Seharusnya perdagangan di sektor riil inilah yang mesti didukung pemerintah dalam berbagai hal, baik dalam pengelolaannya maupun pengadaan sarana prasarananya (infrastruktur) agar ekonomi lebih kuat dan stabil. Mengingat pasar ini sebagai pusaran ekonomi umat yang menggerakan roda kehidupan untuk memenuhi kebutuhan sehari-hari. Apalagi sebagian besar rakyat di negeri ini berasal dari daerah pedesaan, dimana mereka mendistribusikan hasil dari pertanian atau perkebunannya ke pasar.
Namun berharap pemerintah menjalankan fungsi riayahnya (mangurus rakyat) dalam sistem demokrasi kapitalisme seperti ini, mustahil terwujud. Tampak ada fakta kerusakan dari pembangunan infrastruktur pasar. Peran korporasi dalam mengelola infrastruktur telah mengerdilkan peran negara. Kerusakan yang terjadi akibat kesalahan paradigma yang berorientasi pada materi. Infrastruktur dianggap sebagai kemajuan daerah dan negara, secara fisik pun diklaim sebagai pertumbuhan ekonomi. Padahal faktanya, berbagai sarana tersebut belum tentu membawa kesejahteraan dan manfaat yang bisa dirasakan oleh rakyat.
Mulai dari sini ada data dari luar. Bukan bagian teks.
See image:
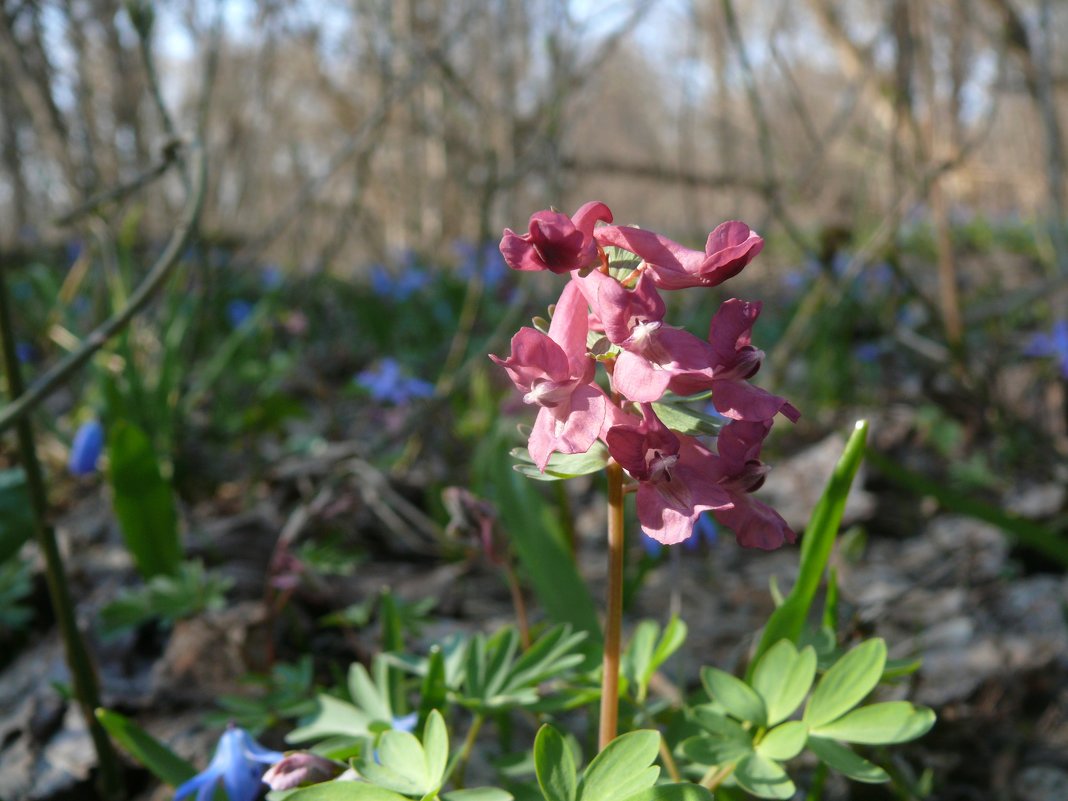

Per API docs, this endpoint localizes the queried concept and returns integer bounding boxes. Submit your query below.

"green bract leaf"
[755,721,807,761]
[809,701,935,744]
[807,737,889,783]
[804,639,887,729]
[751,640,817,726]
[701,667,767,727]
[534,725,577,801]
[578,730,661,801]
[95,708,194,787]
[107,420,181,580]
[622,621,658,703]
[733,754,796,800]
[511,443,610,481]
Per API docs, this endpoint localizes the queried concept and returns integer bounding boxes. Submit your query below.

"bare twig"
[0,143,207,435]
[52,140,182,226]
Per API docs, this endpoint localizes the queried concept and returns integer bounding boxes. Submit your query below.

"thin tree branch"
[0,142,207,435]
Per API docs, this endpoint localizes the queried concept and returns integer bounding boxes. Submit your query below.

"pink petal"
[701,221,764,285]
[556,384,608,456]
[612,350,672,403]
[714,496,795,550]
[712,380,797,423]
[571,201,613,236]
[548,281,591,376]
[490,327,570,391]
[500,229,550,272]
[594,226,706,290]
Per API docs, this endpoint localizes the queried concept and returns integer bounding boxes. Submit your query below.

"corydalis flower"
[490,282,607,469]
[175,725,283,801]
[500,201,613,273]
[712,420,795,550]
[1024,319,1068,378]
[596,220,763,289]
[577,269,713,403]
[605,404,731,544]
[668,299,800,423]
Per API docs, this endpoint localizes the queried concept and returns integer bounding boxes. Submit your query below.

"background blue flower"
[69,420,104,476]
[175,726,283,801]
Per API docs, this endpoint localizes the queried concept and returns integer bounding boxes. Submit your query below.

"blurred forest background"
[3,2,1068,799]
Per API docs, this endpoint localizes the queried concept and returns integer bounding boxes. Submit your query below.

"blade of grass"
[748,421,869,677]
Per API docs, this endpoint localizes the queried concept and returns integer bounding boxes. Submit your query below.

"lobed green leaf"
[809,701,935,744]
[804,639,887,729]
[701,667,767,727]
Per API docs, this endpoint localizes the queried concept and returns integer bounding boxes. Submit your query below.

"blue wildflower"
[369,261,429,301]
[356,358,435,405]
[175,726,284,801]
[391,712,418,733]
[226,299,255,329]
[69,420,104,476]
[65,240,82,268]
[455,241,508,289]
[15,342,35,364]
[1025,319,1068,378]
[261,265,284,290]
[853,342,883,364]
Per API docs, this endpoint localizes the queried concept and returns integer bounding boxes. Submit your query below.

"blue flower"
[1025,319,1068,378]
[261,265,284,290]
[391,712,418,733]
[355,358,435,405]
[226,299,255,329]
[853,342,883,364]
[642,512,718,556]
[15,342,35,364]
[455,241,508,289]
[369,261,429,301]
[175,726,284,801]
[69,420,104,476]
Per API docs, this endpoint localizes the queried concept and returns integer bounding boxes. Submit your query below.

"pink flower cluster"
[491,202,799,549]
Seperti yang terjadi di PSC.
Lain halnya di dalam sistem Islam. Seorang pemimpin pasti akan bertanggung jawab penuh terhadap seluruh urusan umatnya dengan baik dan amanah. Sebagaimana sabda Rasulullah saw.:
“Kalian adalah pemimpin dan kalian akan dimintai pertanggung jawaban atas kepemimpinan kalian. Seseorang penguasa adalah pemimpin dan akan dimintai pertanggungjawaban atas apa yang dipimpinnya”. (HR. Bukhari dan Muslim)
Negara akan mengelola setiap urusan yang berhubungan dengan rakyat dan tidak boleh menyerahkannya kepada swasta. Penguasa dalam Islam pun berkewajiban menyediakan lapangan kerja termasuk menyediakan fasilitas bagi para pedagang pasar. Seluruh pembiayaan diambil dari baitul mal yang diperoleh dari sumber pemasukan yang besar, diantaranya mengelola SDA yang tidak boleh diserahkan kepada swasta. Alasannya karena sebagai milik umum yang harus dirasakan manfaatnya secara umum, termasuk kenyamanan pasar.
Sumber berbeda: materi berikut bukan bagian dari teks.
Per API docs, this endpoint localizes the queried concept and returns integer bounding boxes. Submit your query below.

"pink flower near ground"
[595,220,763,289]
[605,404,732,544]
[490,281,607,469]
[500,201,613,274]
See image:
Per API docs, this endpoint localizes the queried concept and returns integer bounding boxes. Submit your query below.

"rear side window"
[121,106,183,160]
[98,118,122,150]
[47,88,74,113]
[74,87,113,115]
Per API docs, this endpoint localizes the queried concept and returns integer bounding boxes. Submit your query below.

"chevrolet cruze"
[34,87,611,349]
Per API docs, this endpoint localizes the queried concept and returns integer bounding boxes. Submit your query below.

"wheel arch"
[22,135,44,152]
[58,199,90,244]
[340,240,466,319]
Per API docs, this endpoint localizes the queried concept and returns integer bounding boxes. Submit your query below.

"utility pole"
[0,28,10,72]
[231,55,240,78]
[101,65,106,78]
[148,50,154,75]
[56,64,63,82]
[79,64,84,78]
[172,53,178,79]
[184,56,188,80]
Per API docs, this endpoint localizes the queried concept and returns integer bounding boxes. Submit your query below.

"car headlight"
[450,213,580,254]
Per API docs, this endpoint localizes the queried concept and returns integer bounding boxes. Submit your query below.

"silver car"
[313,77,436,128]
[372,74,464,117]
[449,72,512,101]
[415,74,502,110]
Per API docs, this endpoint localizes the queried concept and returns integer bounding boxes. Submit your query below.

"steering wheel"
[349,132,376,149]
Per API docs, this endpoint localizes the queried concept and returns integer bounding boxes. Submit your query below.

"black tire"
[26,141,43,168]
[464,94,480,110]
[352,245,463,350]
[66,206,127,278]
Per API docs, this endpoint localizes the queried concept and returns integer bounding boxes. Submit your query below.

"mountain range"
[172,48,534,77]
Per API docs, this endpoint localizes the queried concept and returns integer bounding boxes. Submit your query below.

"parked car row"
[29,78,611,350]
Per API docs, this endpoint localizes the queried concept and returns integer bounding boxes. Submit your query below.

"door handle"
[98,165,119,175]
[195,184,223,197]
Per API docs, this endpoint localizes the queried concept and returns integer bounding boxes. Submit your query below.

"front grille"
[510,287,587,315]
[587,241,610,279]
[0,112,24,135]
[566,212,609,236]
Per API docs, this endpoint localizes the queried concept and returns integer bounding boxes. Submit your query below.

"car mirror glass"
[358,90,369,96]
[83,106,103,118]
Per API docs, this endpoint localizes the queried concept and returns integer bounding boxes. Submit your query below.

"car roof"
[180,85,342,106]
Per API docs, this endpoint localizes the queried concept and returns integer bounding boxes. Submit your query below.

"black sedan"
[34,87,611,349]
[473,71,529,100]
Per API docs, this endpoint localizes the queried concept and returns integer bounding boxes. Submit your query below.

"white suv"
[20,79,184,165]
Dalam Islam, pasar merupakan sektor ekonomi riil yang menjadi tumpuan pertumbuhan ekonomi. Oleh karena itu, negara akan memberikan perhatiannya untuk membangun sarana dan prasarana yang menunjang berjalannya pertumbuhan ekonomi rakyat, baik dari sisi pembangunan infrastruktur maupun permodalan yang diperlukan rakyat untuk membuka lapangan usaha.
Instrumen negara dalam pembangunan infrastruktur berbasis kemaslahatan rakyat dan sangat berkaitan erat dengan sistem ekonomi yang diterapkan. Pembangunan infrastruktur akan diserahkan pada ahlinya dengan pembiayaan dari sumber-sumber kekayaan alam yang di miliki oleh negara yang di simpan di Baitul Mal. Negara akan memastikan pembangunan infrastruktur yang sesuai dengan kebutuhan rakyat dan negara.
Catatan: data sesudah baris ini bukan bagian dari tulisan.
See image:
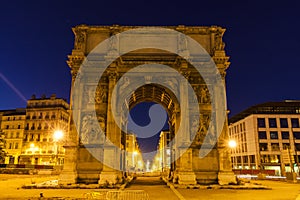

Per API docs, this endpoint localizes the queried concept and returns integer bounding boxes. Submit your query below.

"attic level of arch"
[74,53,222,86]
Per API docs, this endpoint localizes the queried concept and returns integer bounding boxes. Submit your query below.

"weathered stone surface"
[62,25,234,185]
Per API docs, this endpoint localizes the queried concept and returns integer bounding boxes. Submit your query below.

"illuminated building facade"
[154,131,172,173]
[125,133,144,172]
[0,109,26,164]
[229,101,300,176]
[0,94,69,166]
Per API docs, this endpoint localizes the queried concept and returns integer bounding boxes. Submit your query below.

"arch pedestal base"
[217,171,236,185]
[173,171,197,185]
[98,171,123,185]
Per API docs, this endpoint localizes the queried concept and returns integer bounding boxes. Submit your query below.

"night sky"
[1,1,300,153]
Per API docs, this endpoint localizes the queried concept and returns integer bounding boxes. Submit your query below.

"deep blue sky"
[1,1,300,152]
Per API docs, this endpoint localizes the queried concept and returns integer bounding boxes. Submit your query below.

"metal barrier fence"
[83,190,149,200]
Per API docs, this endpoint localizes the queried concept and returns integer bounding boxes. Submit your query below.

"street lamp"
[53,130,63,141]
[53,130,64,165]
[228,140,237,169]
[228,140,237,149]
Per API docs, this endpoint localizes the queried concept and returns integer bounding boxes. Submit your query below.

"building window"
[291,118,300,128]
[16,132,20,138]
[268,118,277,128]
[8,143,12,149]
[280,118,288,128]
[281,131,290,139]
[295,143,300,151]
[243,156,248,163]
[18,125,21,129]
[15,143,18,149]
[250,155,255,163]
[270,155,280,163]
[293,132,300,139]
[259,143,268,151]
[283,143,290,150]
[6,125,9,129]
[261,155,269,163]
[258,131,267,139]
[25,123,29,130]
[257,118,266,128]
[270,131,278,139]
[271,143,280,151]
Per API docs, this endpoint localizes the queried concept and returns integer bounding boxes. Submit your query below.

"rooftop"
[229,100,300,124]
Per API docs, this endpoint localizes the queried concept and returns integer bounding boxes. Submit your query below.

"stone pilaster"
[173,69,196,185]
[99,69,123,185]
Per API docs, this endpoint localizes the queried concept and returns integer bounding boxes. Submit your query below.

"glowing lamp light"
[228,140,237,148]
[53,130,64,141]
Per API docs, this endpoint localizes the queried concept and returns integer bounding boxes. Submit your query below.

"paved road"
[0,174,93,199]
[0,174,300,199]
[126,176,180,200]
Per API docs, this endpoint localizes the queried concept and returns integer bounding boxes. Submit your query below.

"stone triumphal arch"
[59,25,236,185]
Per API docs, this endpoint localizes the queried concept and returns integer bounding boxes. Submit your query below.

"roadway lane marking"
[169,184,186,200]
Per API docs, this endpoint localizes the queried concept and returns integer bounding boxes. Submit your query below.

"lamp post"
[53,130,64,166]
[228,139,237,169]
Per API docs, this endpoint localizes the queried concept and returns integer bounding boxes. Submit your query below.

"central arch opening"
[121,84,180,174]
[127,102,169,172]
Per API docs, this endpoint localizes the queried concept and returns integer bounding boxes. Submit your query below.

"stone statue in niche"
[190,115,208,145]
[95,85,108,104]
[200,86,210,104]
[80,114,105,144]
[199,114,210,137]
[214,30,225,51]
[74,32,85,50]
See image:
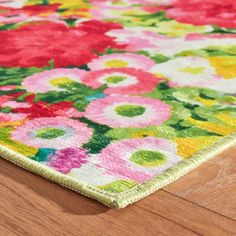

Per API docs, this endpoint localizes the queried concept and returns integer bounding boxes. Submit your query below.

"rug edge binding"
[0,132,236,209]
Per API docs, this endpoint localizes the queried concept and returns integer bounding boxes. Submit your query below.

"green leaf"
[106,125,176,140]
[0,67,45,86]
[80,117,112,154]
[151,54,170,64]
[64,18,77,27]
[35,82,106,111]
[176,127,222,138]
[209,25,236,34]
[0,23,17,31]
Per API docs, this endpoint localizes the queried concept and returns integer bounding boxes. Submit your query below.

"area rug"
[0,0,236,208]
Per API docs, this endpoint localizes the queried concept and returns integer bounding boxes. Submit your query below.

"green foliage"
[80,117,112,154]
[102,48,127,56]
[64,18,77,27]
[209,26,236,34]
[0,23,17,31]
[176,46,236,57]
[0,127,37,156]
[137,51,170,64]
[145,85,236,137]
[0,66,46,86]
[131,11,170,26]
[175,126,222,138]
[35,82,106,111]
[0,107,12,113]
[106,125,176,140]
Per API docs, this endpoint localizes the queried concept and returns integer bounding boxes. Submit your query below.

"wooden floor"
[1,147,236,236]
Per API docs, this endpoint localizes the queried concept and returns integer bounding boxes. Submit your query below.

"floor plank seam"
[137,205,202,236]
[161,189,236,221]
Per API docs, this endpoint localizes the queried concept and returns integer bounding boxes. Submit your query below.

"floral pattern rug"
[0,0,236,208]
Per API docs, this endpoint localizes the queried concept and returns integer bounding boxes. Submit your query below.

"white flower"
[152,56,236,94]
[0,0,26,8]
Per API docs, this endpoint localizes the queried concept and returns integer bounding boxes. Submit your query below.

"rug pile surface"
[0,0,236,208]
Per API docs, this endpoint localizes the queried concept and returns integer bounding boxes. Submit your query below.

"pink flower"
[98,137,182,182]
[0,13,28,24]
[22,68,86,93]
[0,94,30,109]
[2,101,31,109]
[0,4,61,24]
[11,117,93,149]
[81,68,161,95]
[84,95,171,128]
[90,0,131,19]
[0,85,17,91]
[88,53,155,70]
[167,0,236,28]
[107,29,167,52]
[108,28,236,57]
[109,29,236,57]
[0,95,13,106]
[48,147,88,174]
[0,112,27,122]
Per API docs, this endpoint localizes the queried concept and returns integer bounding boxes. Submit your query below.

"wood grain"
[1,147,236,235]
[164,147,236,220]
[139,190,236,236]
[0,158,197,236]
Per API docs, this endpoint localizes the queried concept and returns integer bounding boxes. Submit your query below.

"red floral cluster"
[0,20,125,68]
[167,0,236,29]
[13,94,83,119]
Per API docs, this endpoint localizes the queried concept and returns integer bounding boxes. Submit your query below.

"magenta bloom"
[81,68,161,95]
[48,147,88,174]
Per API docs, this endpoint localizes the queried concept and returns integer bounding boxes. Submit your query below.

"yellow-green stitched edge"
[0,145,118,208]
[0,132,236,208]
[115,132,236,208]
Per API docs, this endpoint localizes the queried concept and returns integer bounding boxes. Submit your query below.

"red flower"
[167,0,236,29]
[22,4,60,16]
[13,95,83,119]
[0,4,60,19]
[0,20,125,68]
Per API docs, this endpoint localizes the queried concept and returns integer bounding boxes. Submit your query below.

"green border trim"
[1,132,236,208]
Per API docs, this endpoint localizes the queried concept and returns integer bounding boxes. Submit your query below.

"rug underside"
[0,0,235,208]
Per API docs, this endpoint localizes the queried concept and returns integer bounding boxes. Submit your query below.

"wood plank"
[0,158,197,236]
[139,190,236,236]
[164,147,236,220]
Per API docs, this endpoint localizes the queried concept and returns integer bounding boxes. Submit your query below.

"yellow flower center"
[180,66,205,75]
[50,77,74,87]
[104,59,128,68]
[131,130,157,138]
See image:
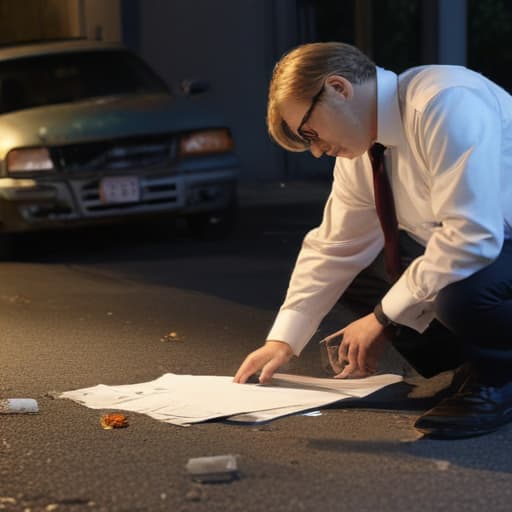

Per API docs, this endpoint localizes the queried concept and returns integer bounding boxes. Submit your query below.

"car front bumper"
[0,162,238,233]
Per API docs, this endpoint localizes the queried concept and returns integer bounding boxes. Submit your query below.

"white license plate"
[99,176,140,204]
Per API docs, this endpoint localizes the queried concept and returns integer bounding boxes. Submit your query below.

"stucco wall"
[137,0,282,182]
[0,0,82,43]
[82,0,121,42]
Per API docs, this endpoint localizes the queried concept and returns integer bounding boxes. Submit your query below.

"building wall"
[81,0,121,42]
[0,0,82,43]
[137,0,285,182]
[0,0,121,44]
[0,0,470,184]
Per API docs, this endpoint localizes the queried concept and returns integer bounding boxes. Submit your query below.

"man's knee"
[434,276,481,333]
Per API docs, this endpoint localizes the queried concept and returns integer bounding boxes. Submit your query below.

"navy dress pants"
[342,234,512,380]
[435,238,512,383]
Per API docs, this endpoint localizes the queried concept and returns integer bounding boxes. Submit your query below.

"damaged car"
[0,39,239,252]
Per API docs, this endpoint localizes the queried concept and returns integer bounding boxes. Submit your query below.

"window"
[313,0,421,72]
[467,0,512,91]
[0,49,169,114]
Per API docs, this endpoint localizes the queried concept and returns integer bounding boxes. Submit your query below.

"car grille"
[53,134,177,172]
[76,175,185,216]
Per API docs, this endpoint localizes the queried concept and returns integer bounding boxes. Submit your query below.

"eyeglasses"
[297,83,325,145]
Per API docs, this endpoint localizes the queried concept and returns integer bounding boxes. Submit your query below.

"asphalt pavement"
[1,179,512,512]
Demikianlah perbedaan antara Islam dan kapitalisme dalam hal pengurusan rakyat. Maka peluang terjadinya polemik sangatlah minim. Tentu saja bukan hanya permasalahan terkait pasar yang didasarkan pada syariat, tetapi permasalahan yang terjadi di seluruh sendi kehidupan. Negara akan mempertimbangkan pembangunan infrastruktur berdasarkan urgensi masyarakat semata-mata untuk kepentingan dan kesejahteraan agar dapat tersebar ke seluruh penjuru negeri. Semua hal tersebut hanya dapat diwujudkan dengan adanya sistem politik pemerintahan yang menerapkan aturan Islam secara menyeluruh.